En resumen. De mi vida –y van 34 años- la mitad, justo la mitad, la he vivido formando parte de la familia socialista. Tantas y tantas horas aprendiendo de los mayores de nuestro Partido, hablando de valores, de ideas y de historia. De lealtad al Partido. Tantas y tantas horas entre las familiares paredes de la Casa del Pueblo, compartiendo buenos momentos pero también, apoyándonos unos a otros en los malos. Sin duda, aquel 21 de junio de 1996 cambió mi vida. Y la cambió para siempre. Digo más: la decisión que tomé entonces de afiliarme a las Juventudes Socialistas y unirme a la familia socialista es, sin duda, la mejor de cuantas he tomado en mi vida.

Muchos quizás no entendáis la pasión con la que digo esto, con la que hablo de la familia socialista. Sólo os pido que os pongáis en mi lugar: un joven, en aquel 1996 muy joven, que siente en sus venas la vocación política y que cree, con todas sus fuerzas, que el PSOE, que es mucho más que un Partido, es quién mejor representa su forma de entender la vida y la Política. Un Partido que aúna todo: valores, historia, militancia, esfuerzo, heroísmo, pasión, cambio social y futuro. Una militancia que no me ha impedido, jamás, compartir con el que no piensa como yo o más aún, hacer Política para un espectro social mucho más amplio que el exclusivamente socialista.
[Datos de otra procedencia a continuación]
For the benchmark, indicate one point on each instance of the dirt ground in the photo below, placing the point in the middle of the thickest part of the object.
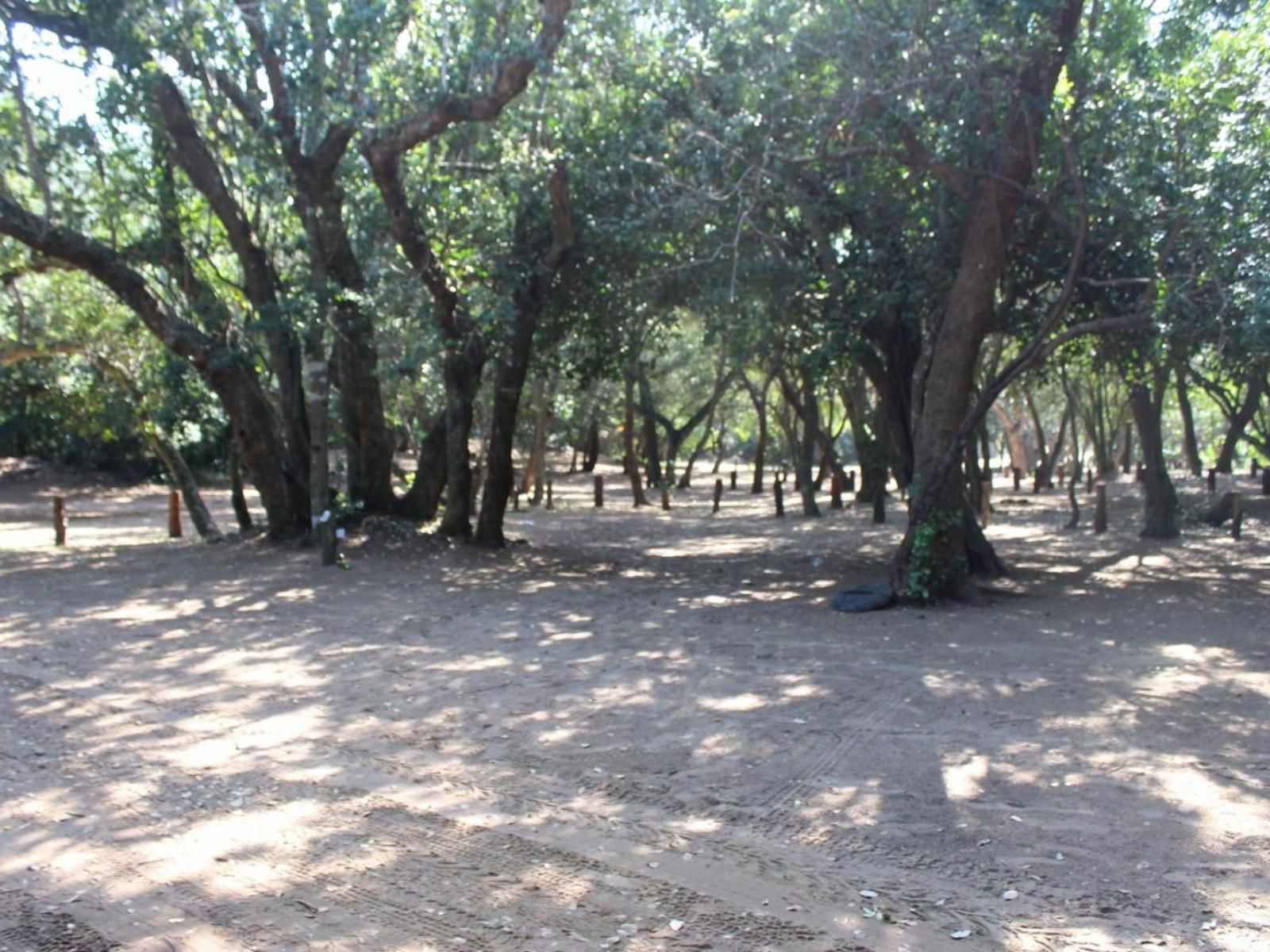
(641, 730)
Un Partido que se abre a una pluralidad de personas y que es bueno que sea así, porque con visiones sectarias de lo que debe ser el PSOE estaríamos fallando al mismo mandato de nuestro fundador Pablo Iglesias.

Y ahora me dirijo a ti, que quizás sientes vocación política, que quizás tienes dudas, que incluso te planteas que el PSOE es la opción política que, por historia, valores y proyecto, mejor te representa… Sé valiente. Da el paso. Ten claro algunas cosas: militar en las Juventudes Socialistas y en el PSOE, es mucho más que formar parte de un Partido, es formar parte de una familia, compartir su historia, ser herederos de una tradición común, de una forma de ser y de actuar. Con todos los errores que se nos quieran achacar –que los hay- también virtudes y heroísmo llenan nuestra historia… Y te digo más: el PSOE sigue siendo un partido necesario para la sociedad. Un partido útil. Y formar parte de esta familia y este proyecto político es, creéme, un honor...

Un honor que yo quiero vivir hasta el final.